As you bring in leaders and give them real responsibility, you need to become incredibly self-aware about what’s working. Are they genuinely taking things off your plate? Or creating more work?
Most importantly: can you resist jumping in when it’s not quite how you’d do it?
I’ve realised this might be the hardest part of scaling for founders.
When your business is your creation – your baby – watching others manage it differently can be properly uncomfortable.
But the people you’re bringing in need space to make mistakes. To find their way without constantly second-guessing what you would have done.
Bounded autonomy
The founders I work with who get this right have created what I think of as “bounded autonomy.”
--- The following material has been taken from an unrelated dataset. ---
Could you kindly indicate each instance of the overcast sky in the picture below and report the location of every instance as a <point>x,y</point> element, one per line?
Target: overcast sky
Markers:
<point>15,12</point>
This means clear parameters within which their teams can operate freely, make decisions and even fail occasionally.
They provide enough context that their leaders can act independently whilst still moving in the right direction.
It’s not about finding perfect balance once and sticking to it.
It’s about constantly recalibrating as your business grows, as your team develops and as new challenges emerge.
Here’s what I’ve noticed works in the 11 years I’ve been working with founders:
- Start small. Let the team own reversible decisions before the big stuff.
- Be explicit about what success looks like. Don’t assume it’s obvious.
- Create check-in rhythms that feel supportive, not controlling.
- Celebrate when they solve problems you didn’t know existed.
And when something goes differently than you’d prefer, ask yourself: “Is this actually wrong or just different?”
The founders who scale successfully aren’t the ones who let go completely.
Or the ones who grip too tightly.
They’re the ones who learn to let go gradually, thoughtfully and with enough structure that everyone feels confident about where things are heading.
So here’s my question for you:
What does letting go look like in your business right now?
And perhaps more importantly: what would need to be true for you to feel comfortable releasing just a bit more control?